Silvester haben Thompson und ich auf der Couch verbracht. Da mein Schädel ja noch rumorte, war es eh schon anstrengend für mich, überhaupt so lange wach zu bleiben. Großes war da von mir nicht mehr zu erwarten. Waren wir im Jahr davor noch in den Prinzessinnen-Turm heraufgestiegen, um von dort aus den Dachfenstern über Teile unserer Stadt zu schauen und das Feuerwerk zu genießen, so blieben wir in diesem Jahr unten. Alles zu anstrengend. War aber auch gar nicht schlimm. Die Kinderlein waren auf diversen Feiern und wir zufrieden auf unserem Sofa. Meine Kraft in den Beinen war schon sehr reduziert mittlerweile. Ich kam noch überall hoch, aber eben mit Anstrengung. Da die dann wieder Kopfschmerzen machte, sparte ich sie mir sooft es ging. Aus’m Dachfenster gucken war schön, aber nicht schön genug um da hoch zu hampeln.
Im neuen Jahr habe ich dann den Versuch gestartet, mit Hilfe der Wiedereingliederung arbeiten zu gehen. Anfangs für dreimal die Woche 4 Stunden. Nun ist es mal so: Bisse Chef, bisse da. Da hilft es nicht viel, wenn man eigentlich ja schon längst heim sollte, weil die Zeit vorüber war. So wurden es meist mehr als die geplanten Stunden. Plus die, die ich zu Hause mit irgendwelchen Planungen und Schriftverkehr zubrachte. Da die Firma für eine Wiedereingliederung nicht zahlt, habe ich ihr eine Menge geschenkt, würde ich mal vermuten. Selber schuld. Schwamm drüber. Der Kopf meckerte nach wie vor, wenn auch beileibe nicht mehr so extrem wie zu den Anfangszeiten. Aber die Schmerzen waren immer da. Das wenigstens schaffte es, mich heimzulotsen. Stand ich an der Kasse, war es immer mal schwer, eine Gewichtsverlagerung hinzubekommen ohne das Gleichgewicht zu verlieren, jede Bewegung war zum einen anstrengend, zum anderen war Konzentration gefragt. Oft bat ich eine Kollegin, für eine Kundin in die Reserve zu gehen um irgendwas hochzuholen oder nachzusehen. Allein der Gedanke, diese Wege zurück zu legen, waren schon „argh!“. Klar machten meine Kolleginnen es. Aber ist das der Sinn der Sache? Dass ich mit weniger als der halben Kraft dabei war? Das war irgendwie auch nicht mein Anspruch, den ich an mich hatte. Dennoch habe ich den Januar mit der Einarbeitungsphase durchgezogen. Den Februar habe ich dann normal gearbeitet. Das heißt, die erste Woche, dann hatte ich erstmal Urlaub, den Rest aus dem Vorjahr.

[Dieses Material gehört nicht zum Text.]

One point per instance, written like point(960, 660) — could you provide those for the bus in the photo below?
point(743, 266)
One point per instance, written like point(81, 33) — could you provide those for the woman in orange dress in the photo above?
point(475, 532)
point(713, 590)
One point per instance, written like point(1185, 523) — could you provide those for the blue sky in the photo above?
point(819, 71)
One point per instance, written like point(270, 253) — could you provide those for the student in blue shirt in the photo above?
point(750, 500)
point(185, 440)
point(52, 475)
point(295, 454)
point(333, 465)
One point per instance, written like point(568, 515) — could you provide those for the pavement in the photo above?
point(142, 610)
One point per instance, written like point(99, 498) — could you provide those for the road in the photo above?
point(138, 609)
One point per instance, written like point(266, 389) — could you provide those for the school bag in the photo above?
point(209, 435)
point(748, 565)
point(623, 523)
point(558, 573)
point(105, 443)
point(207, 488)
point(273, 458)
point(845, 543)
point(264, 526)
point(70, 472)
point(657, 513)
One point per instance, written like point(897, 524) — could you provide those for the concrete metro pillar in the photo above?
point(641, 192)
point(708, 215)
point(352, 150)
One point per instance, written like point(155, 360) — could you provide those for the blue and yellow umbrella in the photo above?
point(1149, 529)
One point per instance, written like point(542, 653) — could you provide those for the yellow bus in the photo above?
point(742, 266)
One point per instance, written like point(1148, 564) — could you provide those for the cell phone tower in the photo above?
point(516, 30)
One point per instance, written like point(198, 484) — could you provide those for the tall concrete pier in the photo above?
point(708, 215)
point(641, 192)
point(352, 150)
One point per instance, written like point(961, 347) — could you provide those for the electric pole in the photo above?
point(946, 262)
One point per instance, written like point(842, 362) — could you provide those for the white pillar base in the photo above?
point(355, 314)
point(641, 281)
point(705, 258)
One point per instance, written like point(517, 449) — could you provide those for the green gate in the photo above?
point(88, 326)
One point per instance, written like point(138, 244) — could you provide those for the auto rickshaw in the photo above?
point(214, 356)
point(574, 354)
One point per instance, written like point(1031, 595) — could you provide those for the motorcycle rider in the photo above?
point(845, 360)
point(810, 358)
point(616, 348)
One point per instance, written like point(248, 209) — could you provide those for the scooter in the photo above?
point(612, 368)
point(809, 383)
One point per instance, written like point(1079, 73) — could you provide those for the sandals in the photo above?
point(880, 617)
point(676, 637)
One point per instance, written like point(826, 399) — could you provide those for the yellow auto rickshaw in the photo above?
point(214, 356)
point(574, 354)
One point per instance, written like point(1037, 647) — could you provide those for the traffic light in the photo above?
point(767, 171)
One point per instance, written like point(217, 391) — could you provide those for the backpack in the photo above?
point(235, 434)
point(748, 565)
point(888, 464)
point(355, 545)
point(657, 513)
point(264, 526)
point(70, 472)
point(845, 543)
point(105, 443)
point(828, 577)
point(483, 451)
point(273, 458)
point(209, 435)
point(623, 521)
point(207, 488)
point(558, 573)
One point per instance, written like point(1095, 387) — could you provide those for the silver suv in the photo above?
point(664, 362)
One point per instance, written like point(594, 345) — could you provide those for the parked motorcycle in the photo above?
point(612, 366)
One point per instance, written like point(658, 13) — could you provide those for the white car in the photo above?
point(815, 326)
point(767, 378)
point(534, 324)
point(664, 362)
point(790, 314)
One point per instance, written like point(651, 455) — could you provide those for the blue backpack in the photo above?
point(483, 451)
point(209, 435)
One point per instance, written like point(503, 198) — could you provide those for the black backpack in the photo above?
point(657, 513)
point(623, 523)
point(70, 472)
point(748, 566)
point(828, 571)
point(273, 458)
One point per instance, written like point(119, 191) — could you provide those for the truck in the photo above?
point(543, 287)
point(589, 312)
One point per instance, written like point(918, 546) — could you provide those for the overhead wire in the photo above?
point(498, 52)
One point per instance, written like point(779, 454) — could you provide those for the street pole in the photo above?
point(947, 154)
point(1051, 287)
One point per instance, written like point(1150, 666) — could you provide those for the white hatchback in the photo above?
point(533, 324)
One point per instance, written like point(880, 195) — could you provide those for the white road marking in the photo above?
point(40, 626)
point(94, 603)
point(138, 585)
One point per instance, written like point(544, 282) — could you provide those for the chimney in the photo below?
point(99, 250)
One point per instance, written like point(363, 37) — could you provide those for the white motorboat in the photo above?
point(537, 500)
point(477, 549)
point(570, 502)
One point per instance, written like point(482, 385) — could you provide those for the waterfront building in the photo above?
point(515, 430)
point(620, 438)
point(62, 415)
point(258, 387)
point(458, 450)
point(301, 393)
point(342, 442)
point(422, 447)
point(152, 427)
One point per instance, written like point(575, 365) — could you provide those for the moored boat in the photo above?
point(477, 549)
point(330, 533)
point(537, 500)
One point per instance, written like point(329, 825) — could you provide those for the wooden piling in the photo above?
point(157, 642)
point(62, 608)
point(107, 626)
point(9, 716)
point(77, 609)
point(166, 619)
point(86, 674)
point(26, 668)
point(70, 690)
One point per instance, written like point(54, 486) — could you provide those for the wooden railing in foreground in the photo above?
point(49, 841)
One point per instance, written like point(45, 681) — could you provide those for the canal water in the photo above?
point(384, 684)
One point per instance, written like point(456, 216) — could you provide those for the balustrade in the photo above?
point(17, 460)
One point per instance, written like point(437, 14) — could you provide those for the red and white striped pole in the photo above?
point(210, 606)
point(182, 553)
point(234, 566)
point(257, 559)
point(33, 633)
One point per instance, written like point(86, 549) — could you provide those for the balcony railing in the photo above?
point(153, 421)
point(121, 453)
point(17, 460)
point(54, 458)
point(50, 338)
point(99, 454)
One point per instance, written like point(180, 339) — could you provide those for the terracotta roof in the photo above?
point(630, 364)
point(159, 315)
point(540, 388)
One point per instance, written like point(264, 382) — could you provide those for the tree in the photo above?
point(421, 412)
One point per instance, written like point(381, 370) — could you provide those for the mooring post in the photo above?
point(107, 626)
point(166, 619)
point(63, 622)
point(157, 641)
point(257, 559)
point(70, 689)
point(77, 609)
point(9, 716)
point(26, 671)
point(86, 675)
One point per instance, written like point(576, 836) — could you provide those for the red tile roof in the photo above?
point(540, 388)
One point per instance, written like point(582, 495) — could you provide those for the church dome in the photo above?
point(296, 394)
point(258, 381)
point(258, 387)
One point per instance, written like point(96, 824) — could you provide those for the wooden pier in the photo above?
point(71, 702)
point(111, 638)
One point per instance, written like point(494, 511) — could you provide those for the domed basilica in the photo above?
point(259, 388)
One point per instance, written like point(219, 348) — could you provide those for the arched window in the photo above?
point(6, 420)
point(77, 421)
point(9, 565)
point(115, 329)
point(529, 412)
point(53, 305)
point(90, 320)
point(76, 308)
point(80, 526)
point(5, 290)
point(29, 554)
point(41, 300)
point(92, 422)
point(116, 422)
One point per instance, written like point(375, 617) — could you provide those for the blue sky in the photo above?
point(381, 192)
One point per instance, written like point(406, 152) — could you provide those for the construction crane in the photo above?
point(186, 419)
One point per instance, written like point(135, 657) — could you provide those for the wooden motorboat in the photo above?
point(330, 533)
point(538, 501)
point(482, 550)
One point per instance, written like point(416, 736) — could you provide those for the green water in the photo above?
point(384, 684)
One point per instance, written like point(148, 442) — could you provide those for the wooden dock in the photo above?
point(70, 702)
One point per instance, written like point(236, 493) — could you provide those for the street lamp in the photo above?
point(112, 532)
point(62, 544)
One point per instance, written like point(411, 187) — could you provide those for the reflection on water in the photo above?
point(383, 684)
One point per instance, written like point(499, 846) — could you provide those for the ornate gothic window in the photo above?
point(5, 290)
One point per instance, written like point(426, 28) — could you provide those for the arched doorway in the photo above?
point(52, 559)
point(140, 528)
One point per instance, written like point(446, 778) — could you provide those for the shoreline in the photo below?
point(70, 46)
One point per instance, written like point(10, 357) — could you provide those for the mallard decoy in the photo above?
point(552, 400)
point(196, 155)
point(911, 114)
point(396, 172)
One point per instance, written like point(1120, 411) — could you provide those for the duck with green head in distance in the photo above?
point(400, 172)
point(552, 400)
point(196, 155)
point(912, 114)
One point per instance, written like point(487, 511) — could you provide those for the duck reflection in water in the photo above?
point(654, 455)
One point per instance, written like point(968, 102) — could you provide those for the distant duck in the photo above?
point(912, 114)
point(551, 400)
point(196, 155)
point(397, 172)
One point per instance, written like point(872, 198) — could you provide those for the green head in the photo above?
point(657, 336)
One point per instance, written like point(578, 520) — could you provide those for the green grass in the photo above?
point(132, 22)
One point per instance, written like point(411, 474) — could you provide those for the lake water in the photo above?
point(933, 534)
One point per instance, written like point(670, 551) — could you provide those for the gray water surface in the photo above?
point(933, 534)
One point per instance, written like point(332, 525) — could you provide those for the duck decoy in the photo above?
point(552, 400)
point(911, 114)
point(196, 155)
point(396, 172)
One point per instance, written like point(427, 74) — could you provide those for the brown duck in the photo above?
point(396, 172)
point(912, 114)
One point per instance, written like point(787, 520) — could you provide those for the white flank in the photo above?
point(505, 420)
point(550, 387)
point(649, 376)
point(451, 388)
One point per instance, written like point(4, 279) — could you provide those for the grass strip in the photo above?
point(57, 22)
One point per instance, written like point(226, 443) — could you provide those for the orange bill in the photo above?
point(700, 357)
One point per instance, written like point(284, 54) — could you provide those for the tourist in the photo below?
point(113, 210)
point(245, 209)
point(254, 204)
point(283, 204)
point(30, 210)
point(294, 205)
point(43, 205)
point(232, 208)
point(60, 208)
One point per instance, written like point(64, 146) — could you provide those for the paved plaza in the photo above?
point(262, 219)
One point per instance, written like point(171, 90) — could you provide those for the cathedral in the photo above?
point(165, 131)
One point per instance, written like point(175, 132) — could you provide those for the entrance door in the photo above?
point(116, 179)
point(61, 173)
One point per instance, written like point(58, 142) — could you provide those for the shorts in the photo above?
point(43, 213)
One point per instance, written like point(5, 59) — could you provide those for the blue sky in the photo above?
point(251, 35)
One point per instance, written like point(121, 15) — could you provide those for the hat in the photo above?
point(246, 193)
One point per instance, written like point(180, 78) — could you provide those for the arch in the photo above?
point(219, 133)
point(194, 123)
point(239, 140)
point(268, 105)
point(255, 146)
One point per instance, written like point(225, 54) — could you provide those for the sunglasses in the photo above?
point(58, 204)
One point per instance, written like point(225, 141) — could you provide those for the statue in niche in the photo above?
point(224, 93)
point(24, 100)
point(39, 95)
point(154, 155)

In dieser Woche reifte so langsam die Gewissheit in mir, dass ich Unterstützung beim Gehen brauche, ob es mir passt oder nicht. Ich bin also in das Sanitätshaus, das ich schon mal wegen anderer Dinge aufgesucht habe und habe das vorher beim Arzt georderte Rezept für eine Gehhilfe abgegeben. Und da war er, mein Krückstock. Geilo.Es ging so viel besser damit und ich fühlte mich so viel schlechter. „Wie eine alte Oma“, dachte ich und schämte mich zu Tode. Nutzte aber nix, dauernd auf die Nase fallen wollte ich auch nicht mehr. Also Augen zu und durch. Und auf ins Geschäft. Die SL (Storeleaderin) geht am Stock. Tun bei uns alle, bei mir war es aber nun offensichtlicher. Er war schwarz, hatte eine ergonomisch geformte Handauflage und ich hatte mir eine Halteschlaufe daran befestigen lassen, damit ich ihn am Handgelenk baumeln lassen konnte. Damit war es amtlich. Behindert. So bin ich also ins Geschäft gegangen, die Blicke der Kolleginnen sprachen Bände. Ich zuckte nur die Achseln, damit war alles gesagt. Mit diesem Stock konnte ich mir recht gut helfen. Manchmal stellte ich ihn in die Ecke, wenn ich irgendwas erledigte, aber eigentlich war es wichtig, dass er dabei war, er verhalf mir zu mehr Sicherheit und Halt. Mein Freund wurde er nie. Ich empfand ihn tatsächlich noch schlimmer, als ich meinen Rollstuhl jemals empfunden habe. In dem bin ich, wenn auch sitzend, so doch recht wendig, was ich mit dem Stock nie war. Da war ich nur gehandicapt und keine wie alle in meinem Alter. Ich fiel auf. Habt ihr schon mal ne Verkäuferin mit nem Gehstock gesehen? Eben.